A while ago, bug 749010 was reported which was about a perma-orange on
our Linux64 mochitest-chrome suite due to a crash. This bug only
affected Firefox 13 which was in beta back then, and it was marked as
tracking-firefox13+ on 2012-04-30. Then people discussed whether to
back out bug 736028 which was apparently what triggered it, and that
didn't get approved, and bug 749010 was marked as
status-firefox13:wontfix (which was the wrong call IMO, more on that
below) on 2012-05-03, to which people objected and set the status back
to "affcted" on 2012-05-07. Then more discussion and debugging happened
on the bug, Nick posted a patch and Ben had a few nits over it, and then
nothing happened on the bug and we released Firefox 13 on 2012-06-05
with bug 749010 withstanding (and indeed if you look at
https://tbpl.mozilla.org/?tree=Mozilla-Release, you'll see that the
latest test runs on Linux64 PGO did experience crash.)

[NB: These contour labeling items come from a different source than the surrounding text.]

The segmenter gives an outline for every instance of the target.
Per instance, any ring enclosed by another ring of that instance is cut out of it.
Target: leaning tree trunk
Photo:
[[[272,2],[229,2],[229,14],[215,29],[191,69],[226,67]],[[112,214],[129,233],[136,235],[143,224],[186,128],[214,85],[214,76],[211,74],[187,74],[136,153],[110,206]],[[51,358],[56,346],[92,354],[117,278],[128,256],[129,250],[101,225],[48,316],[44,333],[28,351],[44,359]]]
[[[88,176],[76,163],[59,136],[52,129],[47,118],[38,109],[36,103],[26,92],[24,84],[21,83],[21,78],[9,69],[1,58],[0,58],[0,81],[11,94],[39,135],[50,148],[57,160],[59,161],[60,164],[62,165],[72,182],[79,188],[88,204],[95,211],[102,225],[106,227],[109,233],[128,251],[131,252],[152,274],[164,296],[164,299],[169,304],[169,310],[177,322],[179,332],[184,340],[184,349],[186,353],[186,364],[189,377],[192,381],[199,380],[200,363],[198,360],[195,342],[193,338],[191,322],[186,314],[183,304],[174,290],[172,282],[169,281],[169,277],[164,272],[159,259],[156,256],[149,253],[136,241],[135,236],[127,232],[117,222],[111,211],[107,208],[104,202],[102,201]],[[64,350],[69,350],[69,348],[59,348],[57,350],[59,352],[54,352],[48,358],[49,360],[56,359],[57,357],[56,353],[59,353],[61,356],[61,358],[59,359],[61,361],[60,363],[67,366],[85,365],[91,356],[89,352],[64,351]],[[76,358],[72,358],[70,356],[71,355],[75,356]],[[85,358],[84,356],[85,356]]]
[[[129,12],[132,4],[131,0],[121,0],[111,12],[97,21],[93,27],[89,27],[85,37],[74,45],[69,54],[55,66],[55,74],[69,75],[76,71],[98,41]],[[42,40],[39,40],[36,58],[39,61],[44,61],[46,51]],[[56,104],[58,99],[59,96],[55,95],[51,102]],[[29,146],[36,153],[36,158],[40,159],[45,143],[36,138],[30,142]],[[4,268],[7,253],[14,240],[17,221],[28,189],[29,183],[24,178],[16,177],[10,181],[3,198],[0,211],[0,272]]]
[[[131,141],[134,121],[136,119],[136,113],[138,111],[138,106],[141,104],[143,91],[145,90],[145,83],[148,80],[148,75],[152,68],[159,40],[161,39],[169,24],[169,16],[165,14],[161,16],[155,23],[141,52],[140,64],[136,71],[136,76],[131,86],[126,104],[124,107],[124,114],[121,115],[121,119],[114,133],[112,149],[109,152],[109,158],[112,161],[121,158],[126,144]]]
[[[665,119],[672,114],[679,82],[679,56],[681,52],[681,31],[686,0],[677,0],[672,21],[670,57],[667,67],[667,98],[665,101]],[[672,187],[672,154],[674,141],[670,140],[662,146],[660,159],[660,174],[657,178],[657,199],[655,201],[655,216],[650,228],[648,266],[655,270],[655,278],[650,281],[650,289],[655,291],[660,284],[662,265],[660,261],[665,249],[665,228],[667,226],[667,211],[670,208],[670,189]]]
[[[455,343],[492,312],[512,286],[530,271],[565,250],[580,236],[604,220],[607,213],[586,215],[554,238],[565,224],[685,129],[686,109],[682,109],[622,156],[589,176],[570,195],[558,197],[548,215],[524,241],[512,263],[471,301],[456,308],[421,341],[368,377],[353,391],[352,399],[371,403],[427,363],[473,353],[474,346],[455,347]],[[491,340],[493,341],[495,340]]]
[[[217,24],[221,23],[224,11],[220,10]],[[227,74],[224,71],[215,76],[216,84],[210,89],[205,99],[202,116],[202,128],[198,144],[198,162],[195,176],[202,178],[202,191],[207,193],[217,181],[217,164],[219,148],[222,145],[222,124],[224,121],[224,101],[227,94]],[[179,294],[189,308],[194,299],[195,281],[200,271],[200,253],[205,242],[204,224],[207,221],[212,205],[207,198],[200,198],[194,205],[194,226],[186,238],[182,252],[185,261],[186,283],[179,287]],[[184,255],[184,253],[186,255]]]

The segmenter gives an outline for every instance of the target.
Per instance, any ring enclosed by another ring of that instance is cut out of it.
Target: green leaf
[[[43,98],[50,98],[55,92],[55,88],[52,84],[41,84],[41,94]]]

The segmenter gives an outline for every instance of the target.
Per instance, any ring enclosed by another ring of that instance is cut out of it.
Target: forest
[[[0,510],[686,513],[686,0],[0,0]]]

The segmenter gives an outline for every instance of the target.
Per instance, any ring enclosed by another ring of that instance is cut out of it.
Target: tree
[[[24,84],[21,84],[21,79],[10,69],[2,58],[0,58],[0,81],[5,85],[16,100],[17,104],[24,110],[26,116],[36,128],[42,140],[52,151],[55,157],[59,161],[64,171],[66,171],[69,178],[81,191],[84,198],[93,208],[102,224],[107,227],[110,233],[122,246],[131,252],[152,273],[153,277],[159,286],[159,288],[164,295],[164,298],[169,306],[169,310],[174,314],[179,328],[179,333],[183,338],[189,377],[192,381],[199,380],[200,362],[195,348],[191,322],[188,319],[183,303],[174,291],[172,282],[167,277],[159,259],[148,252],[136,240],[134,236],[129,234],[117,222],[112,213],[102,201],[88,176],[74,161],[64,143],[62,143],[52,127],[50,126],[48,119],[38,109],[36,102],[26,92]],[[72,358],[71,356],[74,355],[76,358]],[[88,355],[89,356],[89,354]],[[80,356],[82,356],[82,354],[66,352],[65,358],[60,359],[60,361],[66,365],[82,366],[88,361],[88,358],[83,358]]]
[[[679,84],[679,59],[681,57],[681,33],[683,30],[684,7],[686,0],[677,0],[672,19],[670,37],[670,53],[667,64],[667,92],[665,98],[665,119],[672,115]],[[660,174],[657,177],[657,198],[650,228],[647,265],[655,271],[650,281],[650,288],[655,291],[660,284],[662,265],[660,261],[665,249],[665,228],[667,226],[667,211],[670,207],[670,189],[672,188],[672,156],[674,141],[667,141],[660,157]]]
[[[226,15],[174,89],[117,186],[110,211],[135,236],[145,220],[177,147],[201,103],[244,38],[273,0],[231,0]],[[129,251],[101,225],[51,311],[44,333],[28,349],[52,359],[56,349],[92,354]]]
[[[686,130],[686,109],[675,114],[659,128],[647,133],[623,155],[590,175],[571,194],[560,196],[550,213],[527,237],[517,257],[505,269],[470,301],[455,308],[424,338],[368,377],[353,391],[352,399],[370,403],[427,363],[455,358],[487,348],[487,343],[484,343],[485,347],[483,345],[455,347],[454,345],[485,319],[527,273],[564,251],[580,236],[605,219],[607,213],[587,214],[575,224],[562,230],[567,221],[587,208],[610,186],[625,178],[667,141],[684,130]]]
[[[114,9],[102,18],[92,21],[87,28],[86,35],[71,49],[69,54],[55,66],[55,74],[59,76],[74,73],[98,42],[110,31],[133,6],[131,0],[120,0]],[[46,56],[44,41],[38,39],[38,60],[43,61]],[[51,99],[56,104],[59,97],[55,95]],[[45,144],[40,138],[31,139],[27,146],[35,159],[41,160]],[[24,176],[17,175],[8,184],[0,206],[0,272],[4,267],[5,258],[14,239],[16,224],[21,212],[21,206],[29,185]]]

Now, we ship software with known crashes and bugs all the time, and
there is analysis in this bug saying that the crash did not affect
anybody in the wild, which I trust and I think the right call was
probably made in not getting bug 749010 backed out, especially since we
did have a fix for the crash at hand. But still, the fact remains that
this bug was a persistent crash inside our test suite, which means that
we had no test coverage on everything that was tested after the crashing
test. So we shipped a release without getting full test coverage on one
of our tier 1 platforms. This is the reason that I think marking bug
749010 as "wontfix" was the wrong call.
What bothers me a lot more though is how we went through a release with
a tracking+ status:affected bug and nobody noticed it. This query shows
all such bugs for Firefox 13 <
http://bit.ly/Oqh75w> (with a total of 13
such bugs), and the same query for Firefox 14 <
http://bit.ly/NfhKRN>
shows 28 bugs.
My impression had always been that we make sure to either fix things for
a release, or wontfix them, so I find it very strange that we have
shipped a release with known tracked items without having a final call
on whether we need to fix or wontfix them. I'm not 100% sure what the
process for making this call is, but as a developer I always relied on
the assumption that marking something as tracking+ will make sure that
it doesn't fall through the cracks, and seeing that this doesn't happen
in practice makes me very nervous.
For example, I think in case of bug 749010 at the very list we should
have disabled that test, so that we would only lose coverage on a single
test.
If this way of bugs falling through the cracks is not expected, we
should think about a way to fix it.
Cheers,
Ehsan